HIVE — know the unknown

Ramprakash
2 min readJul 25, 2020

--

1. Is Every query in hive will trigger map reduce job?

No.

When you run select * from table, it won’t trigger map reduce job. This is because here we are not performing any operation, just reading all the records in a table. So, it just performs fetch task like this; hdfs dfs -cat tablelocation. This applies when we use LIMIT operator also.

2. Is both of this queries results same?

--Statement 1
Create table new as select * from old where 1=0;
--Statement 2
Create table new like old;

No.

If old table is normal table, the result will be same. But if old table is partitioned table, the result will not be same. In statement 1, new table will be created without partition, but in statement 2 it will be created with partition.

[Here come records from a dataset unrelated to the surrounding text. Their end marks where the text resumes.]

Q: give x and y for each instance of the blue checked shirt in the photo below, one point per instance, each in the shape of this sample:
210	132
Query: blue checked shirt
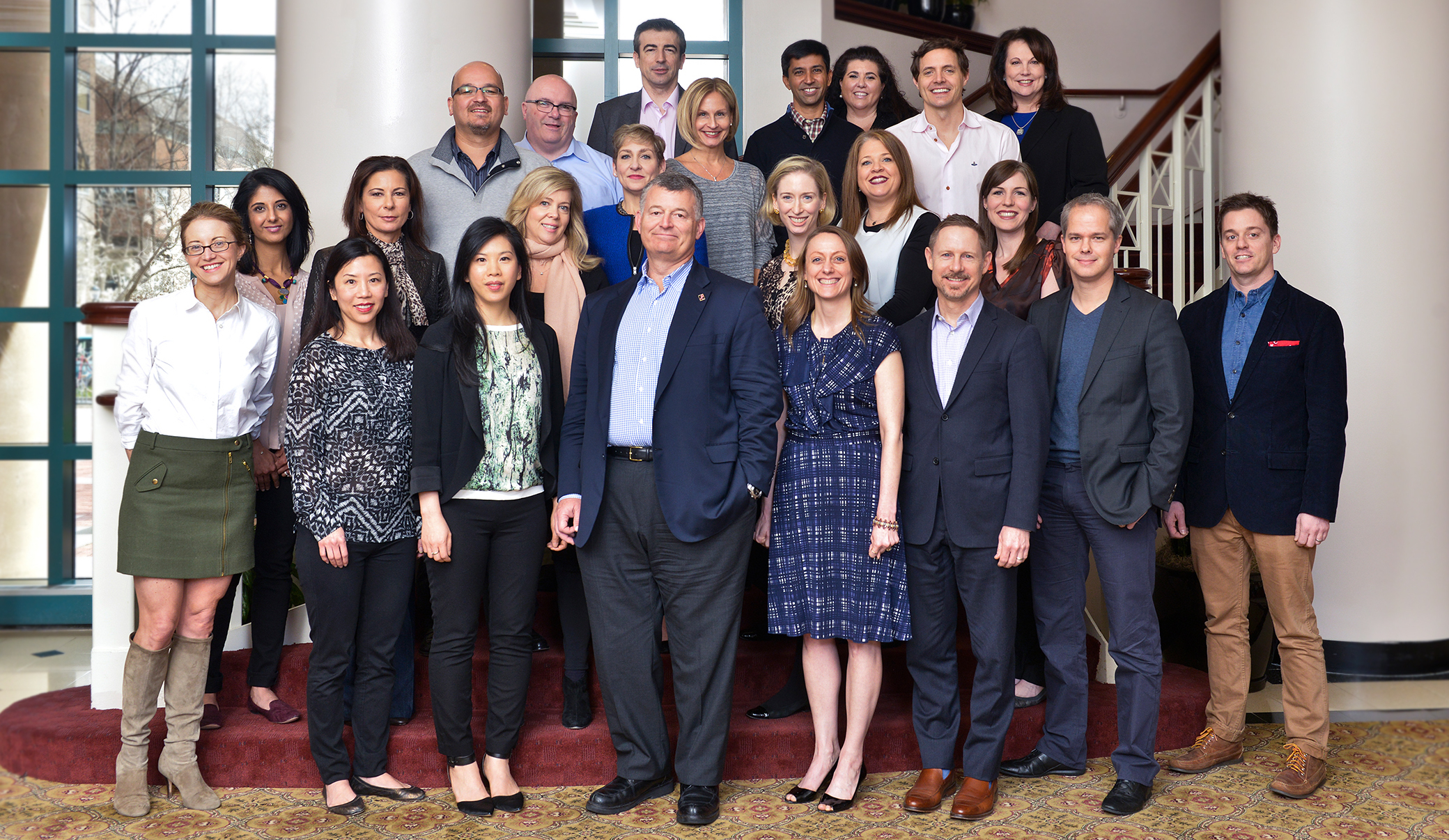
638	350
1239	326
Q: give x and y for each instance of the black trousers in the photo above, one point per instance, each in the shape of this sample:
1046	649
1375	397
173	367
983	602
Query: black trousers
497	550
272	593
357	607
1126	565
632	565
938	574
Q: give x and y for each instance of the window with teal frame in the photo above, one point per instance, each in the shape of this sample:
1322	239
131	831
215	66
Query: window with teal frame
118	116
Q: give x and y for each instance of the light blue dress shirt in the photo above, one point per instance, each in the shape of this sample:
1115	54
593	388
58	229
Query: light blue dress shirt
591	169
638	350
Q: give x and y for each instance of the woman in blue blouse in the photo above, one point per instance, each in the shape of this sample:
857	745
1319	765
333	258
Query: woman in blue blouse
350	433
638	158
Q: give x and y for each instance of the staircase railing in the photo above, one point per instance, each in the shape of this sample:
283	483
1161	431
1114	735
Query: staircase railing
1165	176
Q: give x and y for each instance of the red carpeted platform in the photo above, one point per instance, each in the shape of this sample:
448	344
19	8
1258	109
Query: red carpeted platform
57	736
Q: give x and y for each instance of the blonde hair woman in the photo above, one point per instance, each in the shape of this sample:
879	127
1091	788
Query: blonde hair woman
798	197
550	212
739	241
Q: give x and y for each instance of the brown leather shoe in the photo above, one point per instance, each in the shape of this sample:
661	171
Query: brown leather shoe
974	800
1206	754
931	787
1301	777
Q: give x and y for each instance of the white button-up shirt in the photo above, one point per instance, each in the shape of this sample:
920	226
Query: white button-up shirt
948	178
187	374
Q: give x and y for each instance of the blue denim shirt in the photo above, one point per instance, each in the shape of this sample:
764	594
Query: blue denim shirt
1239	326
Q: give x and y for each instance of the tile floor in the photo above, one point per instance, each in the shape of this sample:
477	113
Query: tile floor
24	674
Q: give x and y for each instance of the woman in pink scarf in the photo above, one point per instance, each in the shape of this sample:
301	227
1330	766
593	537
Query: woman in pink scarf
550	212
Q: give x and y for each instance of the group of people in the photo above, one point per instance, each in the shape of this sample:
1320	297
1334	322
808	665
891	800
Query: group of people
890	346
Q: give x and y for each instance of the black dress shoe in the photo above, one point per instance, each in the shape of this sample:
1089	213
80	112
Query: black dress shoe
577	711
408	794
622	794
1126	797
1035	765
699	804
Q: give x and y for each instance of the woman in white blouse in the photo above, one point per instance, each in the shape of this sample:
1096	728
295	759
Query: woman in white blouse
192	396
272	274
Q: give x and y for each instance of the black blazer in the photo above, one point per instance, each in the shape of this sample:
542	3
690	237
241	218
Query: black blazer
623	111
984	451
1276	448
1136	400
1064	151
448	416
426	268
715	410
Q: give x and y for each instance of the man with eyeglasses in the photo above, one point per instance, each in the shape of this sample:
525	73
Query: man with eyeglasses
550	114
474	169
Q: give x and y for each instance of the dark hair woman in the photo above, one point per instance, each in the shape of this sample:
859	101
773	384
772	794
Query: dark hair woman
270	274
1058	141
350	433
837	568
386	205
192	394
487	407
864	84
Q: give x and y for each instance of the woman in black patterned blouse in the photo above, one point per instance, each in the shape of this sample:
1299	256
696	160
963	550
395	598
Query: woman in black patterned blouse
350	430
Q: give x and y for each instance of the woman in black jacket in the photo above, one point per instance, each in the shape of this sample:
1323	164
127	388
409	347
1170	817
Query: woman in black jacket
487	407
386	205
1058	141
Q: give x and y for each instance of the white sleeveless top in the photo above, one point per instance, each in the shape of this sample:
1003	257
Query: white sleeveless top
883	252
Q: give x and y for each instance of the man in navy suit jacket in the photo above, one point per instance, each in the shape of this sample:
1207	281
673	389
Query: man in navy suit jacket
1262	474
668	440
977	414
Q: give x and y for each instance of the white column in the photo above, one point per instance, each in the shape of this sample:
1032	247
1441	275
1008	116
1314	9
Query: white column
1336	112
370	77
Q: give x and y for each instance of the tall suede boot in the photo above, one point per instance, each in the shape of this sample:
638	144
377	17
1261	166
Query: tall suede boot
186	683
139	685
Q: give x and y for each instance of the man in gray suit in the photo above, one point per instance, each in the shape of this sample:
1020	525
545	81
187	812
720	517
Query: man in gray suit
1117	368
658	54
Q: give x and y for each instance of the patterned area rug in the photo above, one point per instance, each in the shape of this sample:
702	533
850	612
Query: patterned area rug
1387	781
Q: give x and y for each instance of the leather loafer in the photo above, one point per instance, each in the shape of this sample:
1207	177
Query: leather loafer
974	801
1126	797
1037	765
699	804
622	794
929	790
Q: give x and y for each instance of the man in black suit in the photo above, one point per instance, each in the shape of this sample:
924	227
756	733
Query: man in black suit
658	54
1122	402
977	413
668	440
1270	405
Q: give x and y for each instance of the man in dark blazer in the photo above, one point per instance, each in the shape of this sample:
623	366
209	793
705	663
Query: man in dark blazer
1122	397
1270	406
975	446
658	54
668	440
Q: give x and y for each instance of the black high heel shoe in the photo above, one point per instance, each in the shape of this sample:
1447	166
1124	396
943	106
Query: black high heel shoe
837	804
473	807
806	794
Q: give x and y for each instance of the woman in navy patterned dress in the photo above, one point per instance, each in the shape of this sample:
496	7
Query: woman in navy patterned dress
837	570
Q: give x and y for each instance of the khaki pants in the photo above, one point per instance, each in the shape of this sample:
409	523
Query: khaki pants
1221	559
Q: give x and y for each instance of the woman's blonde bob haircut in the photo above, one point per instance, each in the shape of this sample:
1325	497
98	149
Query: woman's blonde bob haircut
541	183
810	167
690	107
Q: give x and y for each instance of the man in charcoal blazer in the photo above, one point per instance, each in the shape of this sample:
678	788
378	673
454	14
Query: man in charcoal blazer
668	440
977	414
1122	400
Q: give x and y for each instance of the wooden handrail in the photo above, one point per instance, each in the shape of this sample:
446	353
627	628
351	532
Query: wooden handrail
1125	155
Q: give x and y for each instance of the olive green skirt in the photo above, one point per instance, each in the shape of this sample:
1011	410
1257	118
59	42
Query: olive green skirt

3. Will it load, if we load wrong data to a hive table?

Yes.

When we load data to a hive table, it just moves the specified file into the hive table location. It won’t read data, so no errors will be generated while loading but when you try to read data, it throws error. Hive is like Schema on read type i.e it validates data with schema while reading unlike regular RDBMS which do while writing(Schema on write)

4. Why ORC with hive gave better performance than parquet?

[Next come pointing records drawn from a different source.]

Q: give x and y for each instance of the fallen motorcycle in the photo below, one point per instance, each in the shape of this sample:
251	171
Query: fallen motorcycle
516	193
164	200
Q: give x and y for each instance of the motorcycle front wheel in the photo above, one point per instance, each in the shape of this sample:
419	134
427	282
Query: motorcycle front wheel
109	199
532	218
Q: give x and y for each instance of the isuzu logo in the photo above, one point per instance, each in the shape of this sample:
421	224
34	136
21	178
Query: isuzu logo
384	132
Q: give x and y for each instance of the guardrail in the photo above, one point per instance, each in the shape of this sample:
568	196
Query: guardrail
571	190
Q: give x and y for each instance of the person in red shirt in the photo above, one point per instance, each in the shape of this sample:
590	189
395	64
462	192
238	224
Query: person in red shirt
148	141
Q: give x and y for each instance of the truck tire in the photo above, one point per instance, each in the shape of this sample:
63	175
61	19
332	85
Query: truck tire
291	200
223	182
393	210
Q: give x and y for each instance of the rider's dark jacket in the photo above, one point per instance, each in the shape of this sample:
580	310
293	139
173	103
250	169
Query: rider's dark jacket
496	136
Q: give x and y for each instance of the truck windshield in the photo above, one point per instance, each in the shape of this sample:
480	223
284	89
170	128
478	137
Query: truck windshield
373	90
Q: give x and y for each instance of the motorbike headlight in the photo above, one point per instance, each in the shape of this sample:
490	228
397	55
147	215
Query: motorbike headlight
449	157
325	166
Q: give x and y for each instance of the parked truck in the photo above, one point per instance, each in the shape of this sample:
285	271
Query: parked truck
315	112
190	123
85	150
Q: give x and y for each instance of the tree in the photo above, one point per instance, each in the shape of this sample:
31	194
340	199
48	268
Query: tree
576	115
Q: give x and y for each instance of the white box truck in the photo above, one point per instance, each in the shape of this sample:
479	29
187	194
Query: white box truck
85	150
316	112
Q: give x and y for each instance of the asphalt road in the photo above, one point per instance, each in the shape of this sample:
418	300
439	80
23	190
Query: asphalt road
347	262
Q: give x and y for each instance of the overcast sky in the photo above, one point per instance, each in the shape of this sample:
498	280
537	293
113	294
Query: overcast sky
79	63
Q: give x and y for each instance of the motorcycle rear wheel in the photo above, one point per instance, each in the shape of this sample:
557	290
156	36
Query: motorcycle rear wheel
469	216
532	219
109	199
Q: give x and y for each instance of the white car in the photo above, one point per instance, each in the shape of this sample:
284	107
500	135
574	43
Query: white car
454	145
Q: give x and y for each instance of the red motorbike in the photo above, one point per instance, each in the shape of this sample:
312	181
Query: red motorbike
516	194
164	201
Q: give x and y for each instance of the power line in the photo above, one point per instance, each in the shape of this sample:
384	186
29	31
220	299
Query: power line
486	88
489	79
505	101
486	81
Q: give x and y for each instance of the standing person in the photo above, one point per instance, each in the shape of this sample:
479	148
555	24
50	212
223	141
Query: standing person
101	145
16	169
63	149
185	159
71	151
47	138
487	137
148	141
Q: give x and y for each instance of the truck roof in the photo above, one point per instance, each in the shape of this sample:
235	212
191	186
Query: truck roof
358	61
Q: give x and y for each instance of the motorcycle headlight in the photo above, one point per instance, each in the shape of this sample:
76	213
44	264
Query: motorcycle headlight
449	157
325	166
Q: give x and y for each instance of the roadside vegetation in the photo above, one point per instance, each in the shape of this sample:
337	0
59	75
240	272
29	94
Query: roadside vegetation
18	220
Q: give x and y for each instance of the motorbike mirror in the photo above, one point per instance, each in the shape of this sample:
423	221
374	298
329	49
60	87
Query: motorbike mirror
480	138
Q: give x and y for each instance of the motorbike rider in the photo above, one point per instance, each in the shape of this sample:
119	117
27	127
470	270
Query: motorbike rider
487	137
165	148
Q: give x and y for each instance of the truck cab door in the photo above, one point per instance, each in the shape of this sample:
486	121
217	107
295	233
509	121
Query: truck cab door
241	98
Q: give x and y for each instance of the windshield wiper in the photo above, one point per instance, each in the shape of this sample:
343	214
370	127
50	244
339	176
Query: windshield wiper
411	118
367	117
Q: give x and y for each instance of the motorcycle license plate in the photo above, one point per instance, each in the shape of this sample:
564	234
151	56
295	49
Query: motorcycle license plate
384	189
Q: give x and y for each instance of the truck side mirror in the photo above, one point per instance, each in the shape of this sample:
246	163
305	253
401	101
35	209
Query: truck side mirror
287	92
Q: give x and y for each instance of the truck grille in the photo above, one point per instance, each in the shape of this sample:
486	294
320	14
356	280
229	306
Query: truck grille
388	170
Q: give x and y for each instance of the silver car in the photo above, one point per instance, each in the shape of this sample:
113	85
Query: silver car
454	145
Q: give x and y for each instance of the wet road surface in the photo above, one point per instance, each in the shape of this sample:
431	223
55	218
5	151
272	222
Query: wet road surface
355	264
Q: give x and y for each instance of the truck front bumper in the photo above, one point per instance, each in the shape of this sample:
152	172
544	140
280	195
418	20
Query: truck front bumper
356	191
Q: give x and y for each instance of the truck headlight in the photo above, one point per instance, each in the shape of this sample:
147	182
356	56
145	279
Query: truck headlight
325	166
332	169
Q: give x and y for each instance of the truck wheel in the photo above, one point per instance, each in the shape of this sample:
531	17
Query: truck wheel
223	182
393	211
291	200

Both ORC and Parquet formats stores the data in columnar format and both has compression methods.

But there is one difference. Hive has vectorization which supports only ORC file format. By enabling vectorization, hive can process 1024 rows at once. By default hive process one row at a time. Also, ORC file format has indexing in each block.

Also to support ACID transactions in hive your file format should be ORC , table should be transaction and bucket.

I will add few more points, Hope you had a quality time.

Thanks

--

--